1977 saw Peacock establish himself some more. With now Ivory gone, drafted by the New England Patriots, Peacock teamed with Kenny King to give the Sooners one of the most potent running games in college football. Meanwhile, Sims and new freshman back, David Overstreet, impressed and were showing themselves deserving of playing time as well. In his final college season, Peacock rushed 121 times for 695 yards and two touchdowns.

==Professional career==
In the 1978 NFL draft, the Los Angeles Rams selected Peacock in the first round, 20th overall. Peacock was the third running back taken in the first round that year. He followed Terry Miller, who'd been drafted by the Buffalo Bills, and Earl Campbell, drafted by the Houston Oilers.

Peacock played behind starter Cullen Bryant. With star Lawrence McCutcheon on the downside of his career, the Rams were looking for his replacement. Peacock, who'd been drafted in the first round, found himself again in the pros in a crowded running back room that included Jim Jodat and Wendell Tyler. And still yet, much of the running game relied on powerful fullback, John Cappelletti. In his rookie year, Peacock rushed 52 times for 224 yards, no touchdowns and zero starts. The Rams were defeated in the Super Bowl by the Pittsburgh Steelers, but Peacock did not see any action in the game.

The following year, Cappelletti was gone, traded to the San Diego Chargers which moved Peacock into the starting role. In his second season, he'd have what would be his best as a pro, rushing 164 times for 777 yards and seven touchdowns. The Rams were defeated in the wild card by the Dallas Cowboys.

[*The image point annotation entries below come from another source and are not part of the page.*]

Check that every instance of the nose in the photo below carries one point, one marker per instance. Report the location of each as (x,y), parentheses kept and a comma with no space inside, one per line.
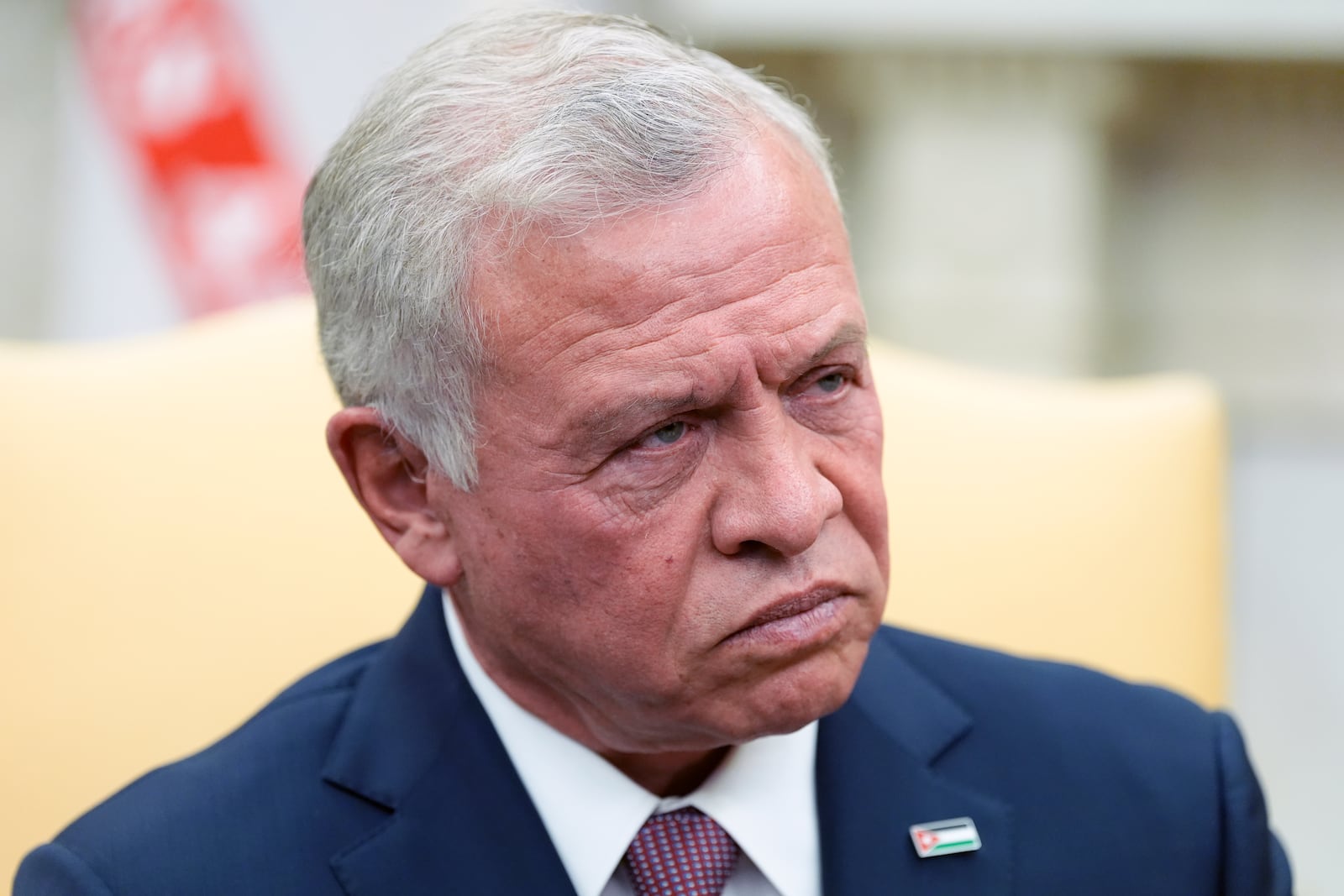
(773,492)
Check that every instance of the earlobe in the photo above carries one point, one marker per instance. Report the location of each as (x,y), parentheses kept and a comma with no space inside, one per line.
(390,477)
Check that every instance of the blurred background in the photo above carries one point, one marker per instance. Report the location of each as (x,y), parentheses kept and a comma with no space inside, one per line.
(1061,187)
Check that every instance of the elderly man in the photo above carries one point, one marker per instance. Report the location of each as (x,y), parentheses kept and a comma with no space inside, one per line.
(588,298)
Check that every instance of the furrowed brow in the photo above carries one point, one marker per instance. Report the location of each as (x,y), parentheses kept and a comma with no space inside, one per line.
(602,422)
(848,335)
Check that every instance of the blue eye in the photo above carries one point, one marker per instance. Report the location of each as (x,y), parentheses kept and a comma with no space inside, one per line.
(669,434)
(831,382)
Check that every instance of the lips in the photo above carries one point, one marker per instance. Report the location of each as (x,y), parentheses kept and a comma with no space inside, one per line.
(797,617)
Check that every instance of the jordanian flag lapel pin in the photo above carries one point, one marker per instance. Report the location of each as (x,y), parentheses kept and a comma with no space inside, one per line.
(945,837)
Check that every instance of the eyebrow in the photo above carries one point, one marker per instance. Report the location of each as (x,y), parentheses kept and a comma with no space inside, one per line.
(608,419)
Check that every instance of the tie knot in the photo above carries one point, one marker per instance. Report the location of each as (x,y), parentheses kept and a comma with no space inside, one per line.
(682,853)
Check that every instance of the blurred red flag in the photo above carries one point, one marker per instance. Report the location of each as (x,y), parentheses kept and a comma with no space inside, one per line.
(178,85)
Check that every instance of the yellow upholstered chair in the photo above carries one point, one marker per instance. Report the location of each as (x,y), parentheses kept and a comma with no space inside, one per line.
(175,544)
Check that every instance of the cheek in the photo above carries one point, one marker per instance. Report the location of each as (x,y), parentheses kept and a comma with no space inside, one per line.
(591,557)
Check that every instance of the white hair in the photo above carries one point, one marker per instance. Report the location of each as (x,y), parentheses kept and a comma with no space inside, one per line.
(507,121)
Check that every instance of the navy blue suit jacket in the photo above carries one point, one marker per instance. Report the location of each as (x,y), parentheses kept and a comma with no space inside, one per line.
(382,774)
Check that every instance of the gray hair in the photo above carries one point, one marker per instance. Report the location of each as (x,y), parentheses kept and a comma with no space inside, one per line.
(507,121)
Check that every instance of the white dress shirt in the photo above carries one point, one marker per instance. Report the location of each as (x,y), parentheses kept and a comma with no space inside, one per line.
(764,795)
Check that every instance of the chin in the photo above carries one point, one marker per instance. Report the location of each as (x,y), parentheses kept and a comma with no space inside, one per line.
(790,701)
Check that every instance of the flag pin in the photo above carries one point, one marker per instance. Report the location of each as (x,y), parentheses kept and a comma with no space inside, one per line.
(945,837)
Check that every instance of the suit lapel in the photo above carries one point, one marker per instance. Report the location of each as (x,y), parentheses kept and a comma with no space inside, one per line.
(417,741)
(877,775)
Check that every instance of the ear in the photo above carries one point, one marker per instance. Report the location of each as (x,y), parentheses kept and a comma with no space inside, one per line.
(389,474)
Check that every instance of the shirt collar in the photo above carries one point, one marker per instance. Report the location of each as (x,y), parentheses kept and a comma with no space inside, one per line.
(764,794)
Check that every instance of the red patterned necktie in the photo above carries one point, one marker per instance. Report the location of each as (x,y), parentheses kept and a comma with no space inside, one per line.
(682,853)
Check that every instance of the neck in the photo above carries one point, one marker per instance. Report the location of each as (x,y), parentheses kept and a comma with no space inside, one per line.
(669,774)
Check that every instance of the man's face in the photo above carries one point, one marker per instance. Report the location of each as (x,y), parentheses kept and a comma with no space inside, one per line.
(678,540)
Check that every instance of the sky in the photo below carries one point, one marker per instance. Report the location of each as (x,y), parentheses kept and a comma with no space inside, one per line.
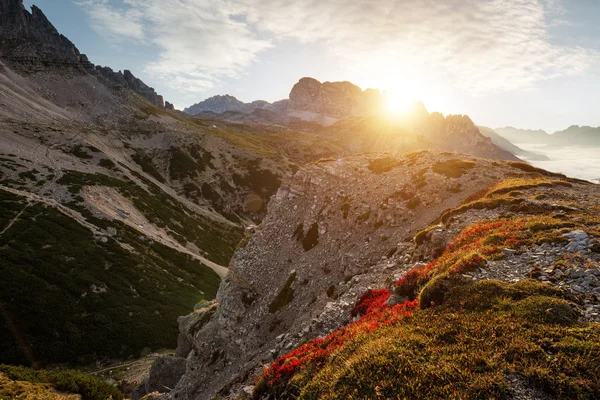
(526,63)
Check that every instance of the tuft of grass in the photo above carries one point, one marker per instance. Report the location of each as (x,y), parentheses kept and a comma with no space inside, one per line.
(465,347)
(68,381)
(504,193)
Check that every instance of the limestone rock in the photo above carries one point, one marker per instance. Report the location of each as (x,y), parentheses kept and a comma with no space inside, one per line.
(165,372)
(336,99)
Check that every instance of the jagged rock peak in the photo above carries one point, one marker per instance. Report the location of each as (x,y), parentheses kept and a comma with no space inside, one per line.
(336,99)
(127,79)
(224,103)
(30,43)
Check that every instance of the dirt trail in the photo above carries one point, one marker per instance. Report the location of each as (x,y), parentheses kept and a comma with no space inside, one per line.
(53,203)
(11,223)
(115,206)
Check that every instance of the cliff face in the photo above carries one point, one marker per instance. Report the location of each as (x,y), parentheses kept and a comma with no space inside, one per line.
(127,80)
(332,231)
(335,99)
(30,43)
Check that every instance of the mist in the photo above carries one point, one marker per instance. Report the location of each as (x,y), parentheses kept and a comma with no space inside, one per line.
(575,162)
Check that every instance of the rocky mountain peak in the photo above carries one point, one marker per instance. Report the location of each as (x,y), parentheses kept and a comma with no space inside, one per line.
(335,99)
(30,43)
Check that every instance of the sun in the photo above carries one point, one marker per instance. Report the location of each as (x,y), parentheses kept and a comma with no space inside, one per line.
(398,103)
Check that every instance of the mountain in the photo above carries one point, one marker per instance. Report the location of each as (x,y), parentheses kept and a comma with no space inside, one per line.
(333,99)
(577,136)
(573,136)
(508,146)
(118,215)
(376,263)
(220,104)
(29,42)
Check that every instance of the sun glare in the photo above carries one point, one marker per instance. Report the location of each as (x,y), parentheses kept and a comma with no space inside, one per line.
(398,103)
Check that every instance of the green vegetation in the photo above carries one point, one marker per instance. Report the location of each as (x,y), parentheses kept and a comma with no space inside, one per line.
(218,240)
(469,347)
(145,161)
(182,165)
(93,298)
(502,194)
(68,381)
(453,168)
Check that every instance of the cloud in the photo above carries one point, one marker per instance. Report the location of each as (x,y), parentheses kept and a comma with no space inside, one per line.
(576,162)
(113,23)
(477,45)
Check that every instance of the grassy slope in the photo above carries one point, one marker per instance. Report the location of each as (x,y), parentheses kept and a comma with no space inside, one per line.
(24,383)
(48,261)
(466,340)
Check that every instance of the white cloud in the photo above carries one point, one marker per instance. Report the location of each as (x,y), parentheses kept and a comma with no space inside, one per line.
(113,23)
(477,45)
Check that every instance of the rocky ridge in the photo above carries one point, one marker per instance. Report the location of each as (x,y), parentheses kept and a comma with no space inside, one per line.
(350,229)
(220,104)
(334,99)
(30,44)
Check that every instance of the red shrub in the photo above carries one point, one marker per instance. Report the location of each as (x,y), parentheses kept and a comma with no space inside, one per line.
(370,301)
(315,353)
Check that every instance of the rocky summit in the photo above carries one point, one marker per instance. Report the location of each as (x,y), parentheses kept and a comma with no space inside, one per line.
(363,223)
(317,247)
(29,42)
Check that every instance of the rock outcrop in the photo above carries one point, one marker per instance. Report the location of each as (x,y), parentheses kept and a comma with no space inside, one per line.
(128,80)
(299,275)
(223,103)
(335,99)
(30,43)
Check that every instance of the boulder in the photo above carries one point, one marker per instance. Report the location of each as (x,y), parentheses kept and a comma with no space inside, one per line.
(165,373)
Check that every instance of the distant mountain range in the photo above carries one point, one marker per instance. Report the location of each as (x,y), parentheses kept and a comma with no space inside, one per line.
(505,144)
(309,100)
(573,136)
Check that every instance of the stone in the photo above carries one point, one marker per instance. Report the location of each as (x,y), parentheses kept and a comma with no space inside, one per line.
(335,99)
(165,373)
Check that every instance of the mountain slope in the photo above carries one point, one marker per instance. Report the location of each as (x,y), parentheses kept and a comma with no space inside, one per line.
(508,146)
(515,135)
(118,214)
(352,228)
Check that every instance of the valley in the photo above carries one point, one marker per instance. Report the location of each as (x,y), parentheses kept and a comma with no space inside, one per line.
(289,249)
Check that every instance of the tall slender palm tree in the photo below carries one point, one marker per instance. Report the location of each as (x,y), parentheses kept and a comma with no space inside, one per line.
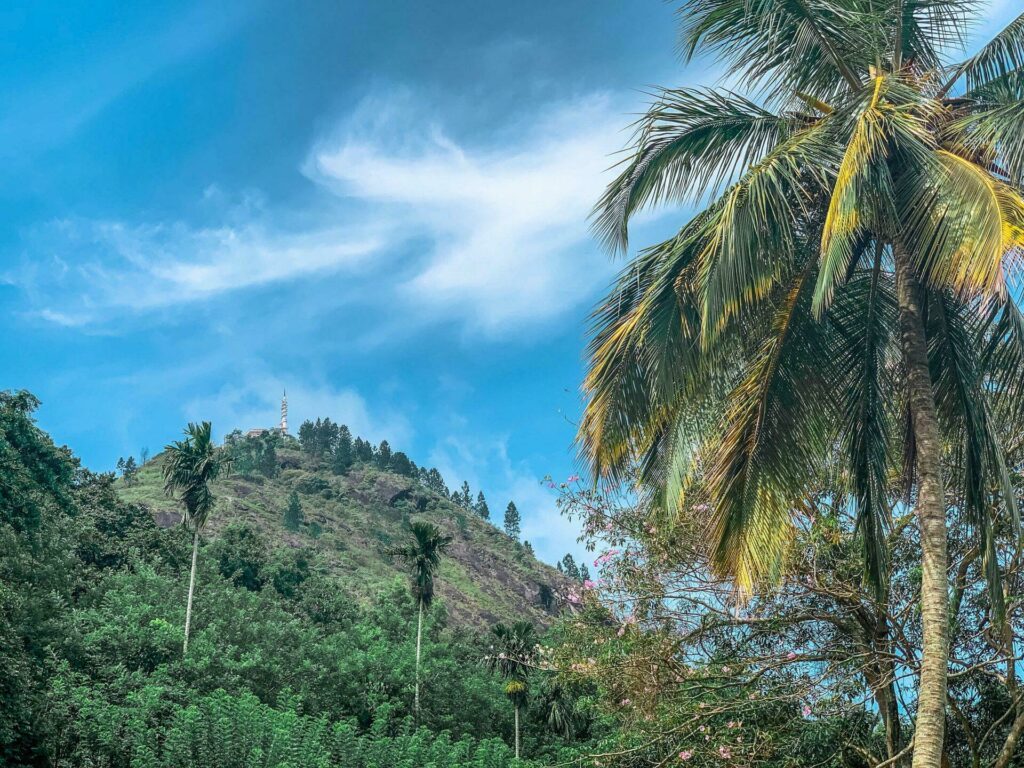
(422,557)
(192,464)
(842,292)
(514,656)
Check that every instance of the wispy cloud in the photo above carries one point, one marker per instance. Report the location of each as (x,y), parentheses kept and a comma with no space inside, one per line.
(94,269)
(491,232)
(506,220)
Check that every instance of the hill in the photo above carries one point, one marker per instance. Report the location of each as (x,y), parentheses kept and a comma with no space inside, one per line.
(350,519)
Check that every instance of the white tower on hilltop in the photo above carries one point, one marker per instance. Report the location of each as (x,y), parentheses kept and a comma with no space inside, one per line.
(284,412)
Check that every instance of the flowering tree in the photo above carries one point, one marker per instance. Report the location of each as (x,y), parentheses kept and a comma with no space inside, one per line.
(822,671)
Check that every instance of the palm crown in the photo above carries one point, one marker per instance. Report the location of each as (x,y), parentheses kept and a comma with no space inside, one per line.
(840,307)
(192,465)
(423,557)
(760,340)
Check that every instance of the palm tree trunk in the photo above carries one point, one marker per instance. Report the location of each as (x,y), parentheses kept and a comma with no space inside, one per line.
(192,590)
(930,730)
(1010,745)
(419,639)
(517,731)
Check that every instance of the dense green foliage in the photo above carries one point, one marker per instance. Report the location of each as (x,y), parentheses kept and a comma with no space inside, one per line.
(284,669)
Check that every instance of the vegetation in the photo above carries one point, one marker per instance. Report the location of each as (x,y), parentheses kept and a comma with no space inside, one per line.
(192,464)
(512,520)
(422,557)
(286,664)
(837,320)
(514,656)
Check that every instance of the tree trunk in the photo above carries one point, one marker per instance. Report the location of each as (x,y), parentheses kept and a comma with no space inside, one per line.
(192,590)
(419,639)
(886,696)
(1010,745)
(930,729)
(517,731)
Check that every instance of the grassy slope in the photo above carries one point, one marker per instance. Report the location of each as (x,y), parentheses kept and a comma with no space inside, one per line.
(486,578)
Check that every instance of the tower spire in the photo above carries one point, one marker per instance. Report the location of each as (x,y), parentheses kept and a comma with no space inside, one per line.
(284,412)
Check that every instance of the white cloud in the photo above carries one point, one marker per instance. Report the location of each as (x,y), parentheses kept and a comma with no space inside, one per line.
(117,266)
(257,403)
(492,233)
(506,220)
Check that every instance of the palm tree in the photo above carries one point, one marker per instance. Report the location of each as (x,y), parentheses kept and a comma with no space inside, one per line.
(423,558)
(514,656)
(841,294)
(192,464)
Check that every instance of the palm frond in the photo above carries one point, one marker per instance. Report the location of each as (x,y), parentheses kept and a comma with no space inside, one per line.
(686,146)
(961,223)
(1001,55)
(752,245)
(775,434)
(814,46)
(863,318)
(962,401)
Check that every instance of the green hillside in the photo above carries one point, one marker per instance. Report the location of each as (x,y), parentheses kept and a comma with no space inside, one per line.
(351,519)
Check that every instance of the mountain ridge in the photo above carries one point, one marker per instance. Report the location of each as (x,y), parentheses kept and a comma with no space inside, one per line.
(351,518)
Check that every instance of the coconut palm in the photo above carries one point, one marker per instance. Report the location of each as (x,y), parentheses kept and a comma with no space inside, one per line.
(192,464)
(842,292)
(422,557)
(513,655)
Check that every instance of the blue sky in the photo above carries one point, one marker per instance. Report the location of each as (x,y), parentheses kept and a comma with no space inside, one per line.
(379,205)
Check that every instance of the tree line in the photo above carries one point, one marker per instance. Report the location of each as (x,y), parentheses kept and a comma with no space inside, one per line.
(107,665)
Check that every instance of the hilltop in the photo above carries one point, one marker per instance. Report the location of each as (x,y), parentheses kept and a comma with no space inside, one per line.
(352,517)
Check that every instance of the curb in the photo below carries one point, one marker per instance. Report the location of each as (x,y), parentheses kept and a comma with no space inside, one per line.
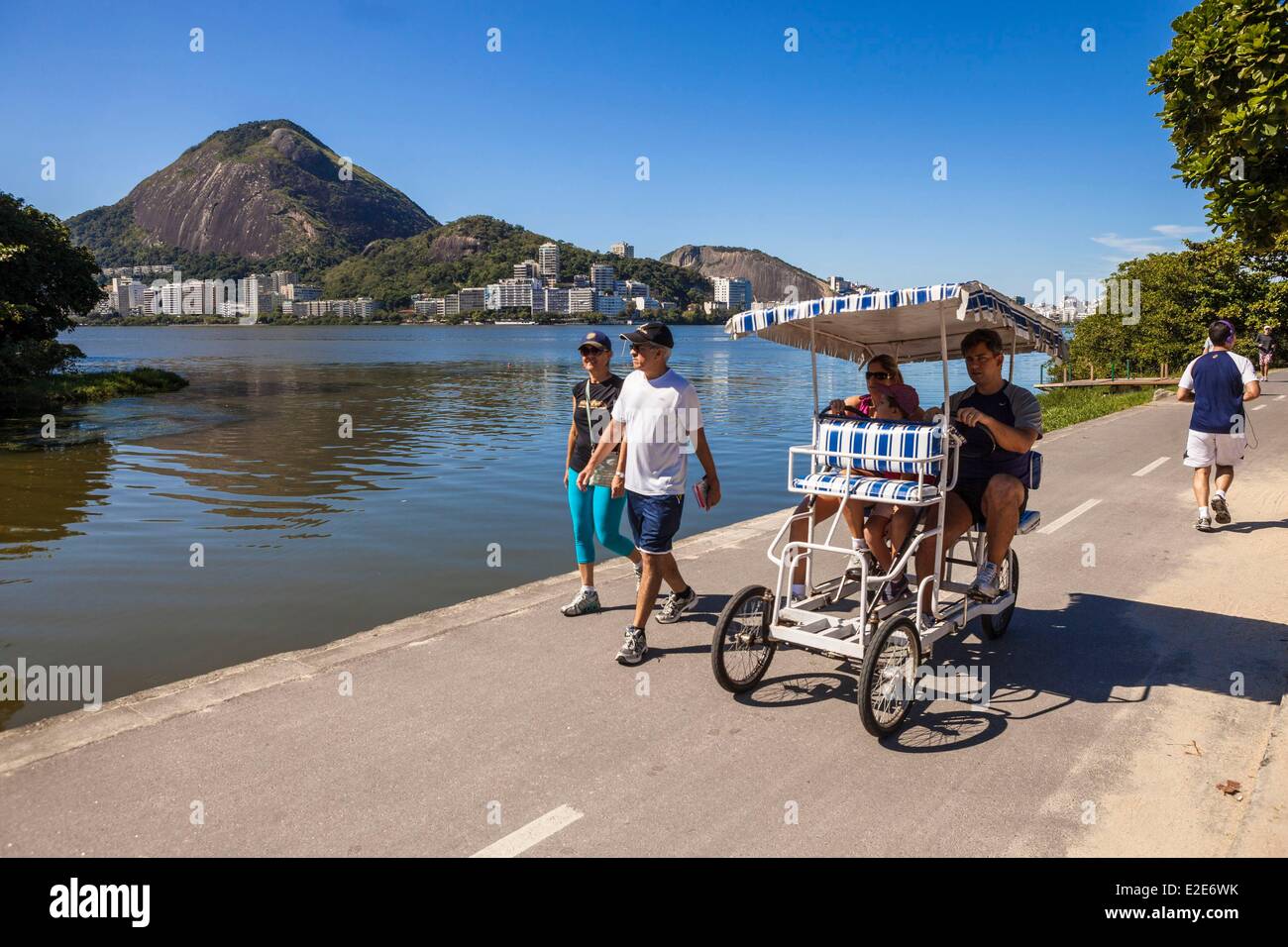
(58,735)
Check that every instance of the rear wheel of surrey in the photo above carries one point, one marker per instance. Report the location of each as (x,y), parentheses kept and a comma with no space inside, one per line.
(1009,579)
(889,677)
(741,650)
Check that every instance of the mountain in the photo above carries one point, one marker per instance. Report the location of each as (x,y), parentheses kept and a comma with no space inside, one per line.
(769,275)
(258,196)
(478,250)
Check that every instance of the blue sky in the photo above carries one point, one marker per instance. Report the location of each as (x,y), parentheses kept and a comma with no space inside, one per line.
(824,157)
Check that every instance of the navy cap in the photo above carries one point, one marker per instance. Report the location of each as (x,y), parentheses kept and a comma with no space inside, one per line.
(653,333)
(595,341)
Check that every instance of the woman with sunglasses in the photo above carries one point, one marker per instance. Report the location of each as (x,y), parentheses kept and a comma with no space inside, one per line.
(595,512)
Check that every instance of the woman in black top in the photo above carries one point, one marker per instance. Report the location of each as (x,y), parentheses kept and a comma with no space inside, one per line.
(595,512)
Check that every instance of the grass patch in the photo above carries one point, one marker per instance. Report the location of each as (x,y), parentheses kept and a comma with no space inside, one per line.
(78,388)
(1065,406)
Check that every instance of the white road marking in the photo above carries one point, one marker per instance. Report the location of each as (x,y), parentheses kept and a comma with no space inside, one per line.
(1069,517)
(539,830)
(1149,467)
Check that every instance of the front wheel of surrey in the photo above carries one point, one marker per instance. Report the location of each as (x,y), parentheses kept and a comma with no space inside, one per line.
(1009,579)
(741,650)
(889,678)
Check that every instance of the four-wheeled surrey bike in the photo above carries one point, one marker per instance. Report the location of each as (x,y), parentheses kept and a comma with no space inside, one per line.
(909,464)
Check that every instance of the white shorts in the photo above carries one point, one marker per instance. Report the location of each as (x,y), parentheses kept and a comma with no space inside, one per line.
(1206,450)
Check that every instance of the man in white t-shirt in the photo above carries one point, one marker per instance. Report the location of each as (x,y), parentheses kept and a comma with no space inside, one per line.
(1218,381)
(656,415)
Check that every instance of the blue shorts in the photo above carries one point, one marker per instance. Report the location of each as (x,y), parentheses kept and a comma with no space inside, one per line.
(655,521)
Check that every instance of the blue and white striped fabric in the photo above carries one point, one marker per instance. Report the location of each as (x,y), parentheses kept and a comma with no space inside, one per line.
(881,445)
(902,322)
(870,488)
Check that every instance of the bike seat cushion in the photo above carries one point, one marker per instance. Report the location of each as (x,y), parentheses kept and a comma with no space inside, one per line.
(868,488)
(885,446)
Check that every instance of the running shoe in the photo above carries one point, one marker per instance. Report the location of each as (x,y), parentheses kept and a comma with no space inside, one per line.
(894,590)
(634,647)
(984,587)
(585,603)
(675,605)
(854,567)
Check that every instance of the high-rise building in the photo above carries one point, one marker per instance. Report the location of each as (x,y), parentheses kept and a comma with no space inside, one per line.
(581,299)
(609,303)
(548,258)
(300,292)
(472,298)
(732,291)
(513,294)
(601,277)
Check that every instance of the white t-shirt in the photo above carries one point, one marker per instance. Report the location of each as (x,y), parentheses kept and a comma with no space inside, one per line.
(658,416)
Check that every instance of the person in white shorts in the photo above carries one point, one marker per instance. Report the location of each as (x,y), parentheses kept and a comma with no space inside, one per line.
(1219,382)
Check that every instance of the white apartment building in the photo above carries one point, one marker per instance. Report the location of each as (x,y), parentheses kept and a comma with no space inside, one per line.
(428,307)
(732,291)
(581,299)
(473,298)
(548,261)
(300,292)
(609,304)
(601,277)
(511,294)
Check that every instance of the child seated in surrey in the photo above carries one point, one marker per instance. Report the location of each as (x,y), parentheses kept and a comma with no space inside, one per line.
(889,403)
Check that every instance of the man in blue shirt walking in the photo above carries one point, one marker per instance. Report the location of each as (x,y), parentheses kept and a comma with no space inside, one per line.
(1218,381)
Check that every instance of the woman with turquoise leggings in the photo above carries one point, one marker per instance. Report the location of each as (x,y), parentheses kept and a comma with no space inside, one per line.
(595,512)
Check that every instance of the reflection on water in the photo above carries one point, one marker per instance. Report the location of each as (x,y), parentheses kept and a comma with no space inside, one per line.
(458,442)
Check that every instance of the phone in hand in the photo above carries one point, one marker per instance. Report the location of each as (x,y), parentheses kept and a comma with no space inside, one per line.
(699,492)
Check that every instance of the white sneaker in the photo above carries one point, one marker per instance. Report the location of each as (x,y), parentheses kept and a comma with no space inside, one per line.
(984,587)
(584,603)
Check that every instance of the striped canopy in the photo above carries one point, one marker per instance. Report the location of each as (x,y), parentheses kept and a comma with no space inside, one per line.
(903,324)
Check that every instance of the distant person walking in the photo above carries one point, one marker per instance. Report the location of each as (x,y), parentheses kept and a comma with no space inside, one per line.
(1265,351)
(656,414)
(596,509)
(1218,381)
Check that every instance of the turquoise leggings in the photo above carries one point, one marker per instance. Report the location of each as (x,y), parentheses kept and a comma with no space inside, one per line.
(596,513)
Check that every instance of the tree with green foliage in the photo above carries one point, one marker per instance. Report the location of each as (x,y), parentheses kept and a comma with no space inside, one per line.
(1180,295)
(44,281)
(1225,101)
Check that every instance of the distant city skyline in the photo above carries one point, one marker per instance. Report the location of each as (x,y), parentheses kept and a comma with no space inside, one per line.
(824,158)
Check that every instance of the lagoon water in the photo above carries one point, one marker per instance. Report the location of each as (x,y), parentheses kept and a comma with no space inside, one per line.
(458,444)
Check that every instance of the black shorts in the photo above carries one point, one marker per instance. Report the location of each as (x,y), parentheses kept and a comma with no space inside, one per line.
(655,521)
(973,492)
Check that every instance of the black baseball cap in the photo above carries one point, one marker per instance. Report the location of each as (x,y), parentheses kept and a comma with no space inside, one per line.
(652,333)
(596,341)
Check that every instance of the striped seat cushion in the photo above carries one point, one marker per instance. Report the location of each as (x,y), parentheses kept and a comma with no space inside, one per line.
(874,488)
(881,442)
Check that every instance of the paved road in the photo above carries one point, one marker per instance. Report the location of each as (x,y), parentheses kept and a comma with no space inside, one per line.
(497,727)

Peacock's career would be cut short by injuries. He played three games for the Cincinnati Bengals in 1981 before he was released. His career was over by age 25.

==Post NFL career==

After retirement, Peacock seldom spoke about his NFL career and worked at a factory for a food shipping company. His son, Elvis Peacock Jr., was unaware that his father had played in the NFL until his second grade teacher told him. It was then that he asked his father about football, and the elder Peacock opened up to him about. Though Elvis Peacock's son never played sports, he did go on to manage a successful Red Lobster in Oklahoma City.

As of 2022, Peacock still lives in Miami, Florida.